Türkiye büyük bir ülke. Bir medeniyetin temsilcisiyiz. Türkiye bu soruna biraz emperyal bakmalı. Geleceğe göre bakmalıyız. Öl, öldürle kimse büyümüyor. Bu sorunun çözümüne de bu perspektiften bakmalıyız."
Başbakan Yardımcısı, istihbarat paylaşımı konusunda da önemli açıklamalarda bulundu. Asayiş
bölge komutanlarının Kara Kuvvetleri'nden olması, kırsalda
terörle mücadeleyi yürüten birimlerin ise Jandarma'ya bağlı olmasından kaynaklanan bir hantallık yaşandığına dikkat çeken Atalay, MİT, Jandarma ve
Polis arasındaki koordinasyonun ise başarılı bir şekilde yürüdüğünü anlattı. Atalay, "Dış istihbarat MİT'in işi. İç istihbarat ise Emniyet, Jandarma'nın işi. MİT o konuda görevlendirmeler yapıyor.

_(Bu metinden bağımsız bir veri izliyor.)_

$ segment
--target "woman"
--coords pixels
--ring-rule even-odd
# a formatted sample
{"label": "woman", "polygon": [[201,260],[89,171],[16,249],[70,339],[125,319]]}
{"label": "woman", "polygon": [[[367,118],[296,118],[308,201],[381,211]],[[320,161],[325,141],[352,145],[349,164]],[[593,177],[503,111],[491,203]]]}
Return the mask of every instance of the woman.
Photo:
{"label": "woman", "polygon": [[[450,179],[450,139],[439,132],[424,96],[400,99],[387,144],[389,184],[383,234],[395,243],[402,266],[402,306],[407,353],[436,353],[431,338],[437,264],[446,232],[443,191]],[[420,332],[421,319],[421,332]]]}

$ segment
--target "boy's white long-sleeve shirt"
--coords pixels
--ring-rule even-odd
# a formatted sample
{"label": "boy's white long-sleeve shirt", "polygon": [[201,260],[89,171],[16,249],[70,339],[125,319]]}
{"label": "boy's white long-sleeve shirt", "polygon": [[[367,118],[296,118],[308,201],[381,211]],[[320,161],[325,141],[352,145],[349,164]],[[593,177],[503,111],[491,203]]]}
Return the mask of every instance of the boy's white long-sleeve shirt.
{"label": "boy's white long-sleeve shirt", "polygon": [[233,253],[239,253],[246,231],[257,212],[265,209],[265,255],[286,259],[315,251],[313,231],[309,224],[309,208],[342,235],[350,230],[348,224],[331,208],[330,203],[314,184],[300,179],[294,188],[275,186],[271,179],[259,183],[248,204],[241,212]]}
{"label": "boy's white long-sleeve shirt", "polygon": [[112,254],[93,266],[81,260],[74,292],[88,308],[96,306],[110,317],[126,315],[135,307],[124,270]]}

İstihbarat akışı çok iyi. İstihbarat paylaşımı çok iyi yürüyor. İstihbarat birimleri arasındaki koordinasyon iyi. İstihbarat birimleri her ay koordinasyon toplantısı yapıyor." dedi.
PKK ile
İsrail arasındaki ilişkilerin hatırlatılması üzerine "Lieberman'ın sözleri, bilinç altındakileri ortaya koymaları ya da uygulamadakilerin itirafıdır." diyen Atalay, PJAK'a yönelik operasyonlar yapan İran'ın PKK ile mücadelede askeri
işbirliği önerdiğini kaydetti. Atalay, bu konuda şu bilgileri verdi: "PKK ile mücadele konusunda İran'la aramızda sorun yok. Onlar işbirliği öneriyorlar. Askeri anlamda işbirliği istiyorlar. Ama biz İran'la askeri işbirliğine girmedik. İstihbarat işbirliği yaptık. Son olayda da istihbarat örgütlerinin İran'la görüşmeleri oldu."